Meaningful engagement requires organizations to be open to change on an issue or initiative, and to embrace discussion and collaboration with others as a fundamental way of working. This applies both externally and internally.

This openness means that leadership styles, decision-making processes, communication practices, and organizational and team structure will adapt and shift inside the PSO as a result of outside engagement activities. Therefore, undertaking high-quality Community Engagement helps an organization become what organizational guru Peter Senge calls a “Learning Organization”— one that supports ongoing experimentation, learning, innovation, and dissemination of new knowledge throughout the organization. The way the PSO comports itself in relation to a wider range of outside parties and audiences also shifts. In fact, the overall “culture” of the organization must shift in order to become more meaningfully collaborative around issues of shared concern.[4]

 Conclusion: The Infinity Loop of Engagement

The process described above, though heavily simplified, shows the iterative nature of community engagement and related capacity building and social learning. The organization’s focus shifts from internal to external activities and back, building capacity at every step. Done well, community engagement sets in motion a positive feedback loop that strengthens capacity on both sides of the loop - external and internal. Both sides also see the outcomes of strong engagement: better decisions, more support for implementation, more responsive services/programs, more thoughtful policies, and stronger working relationships that are aligned around common causes.
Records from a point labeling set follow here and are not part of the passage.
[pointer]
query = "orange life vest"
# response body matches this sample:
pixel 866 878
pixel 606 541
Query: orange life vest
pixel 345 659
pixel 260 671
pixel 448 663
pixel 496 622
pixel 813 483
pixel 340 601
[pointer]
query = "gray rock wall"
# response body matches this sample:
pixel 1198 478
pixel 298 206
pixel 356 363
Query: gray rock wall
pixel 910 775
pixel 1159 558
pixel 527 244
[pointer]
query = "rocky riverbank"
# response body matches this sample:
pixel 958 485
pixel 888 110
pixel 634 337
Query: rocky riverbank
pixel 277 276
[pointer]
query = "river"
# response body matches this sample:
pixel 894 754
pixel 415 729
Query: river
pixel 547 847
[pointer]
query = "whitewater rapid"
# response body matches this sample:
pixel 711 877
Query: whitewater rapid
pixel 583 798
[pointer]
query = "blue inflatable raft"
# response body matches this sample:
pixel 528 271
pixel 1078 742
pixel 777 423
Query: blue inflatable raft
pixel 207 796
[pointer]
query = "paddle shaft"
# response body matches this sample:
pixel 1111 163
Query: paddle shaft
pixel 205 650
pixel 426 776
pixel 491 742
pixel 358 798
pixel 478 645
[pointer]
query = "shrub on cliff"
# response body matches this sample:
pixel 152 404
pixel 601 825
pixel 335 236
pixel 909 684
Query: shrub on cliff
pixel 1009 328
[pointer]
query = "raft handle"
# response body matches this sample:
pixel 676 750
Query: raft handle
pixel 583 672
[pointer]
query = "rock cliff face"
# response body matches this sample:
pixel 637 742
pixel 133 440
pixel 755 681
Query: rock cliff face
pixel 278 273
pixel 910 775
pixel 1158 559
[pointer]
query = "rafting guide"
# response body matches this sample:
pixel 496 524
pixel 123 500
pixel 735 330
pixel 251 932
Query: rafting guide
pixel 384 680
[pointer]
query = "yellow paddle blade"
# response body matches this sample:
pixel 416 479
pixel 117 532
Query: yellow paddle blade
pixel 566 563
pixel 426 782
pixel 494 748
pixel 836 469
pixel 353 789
In short, the Infinity Loop of Engagement can bring significant benefits to all involved.

[1] See the upcoming MODUS article on “the key attributes and benefits of Community Engagement”.

[2] See, for example, Carolyn Lukensmeyer’s Public Deliberation: A Manager’s Guide to Community Engagement, with Lars Hasselblad Torres, IBM Center for the Business of Government, 2006, p. 46.

[3] For more details and related content, see MODUS’ upcoming article on Data Analysis and Reporting Back Best Practices

[4] For a more detailed description of this process, see MODUS’ upcoming article “Introducing the 5/5/5 Model: How public-serving organizations can become transformational.”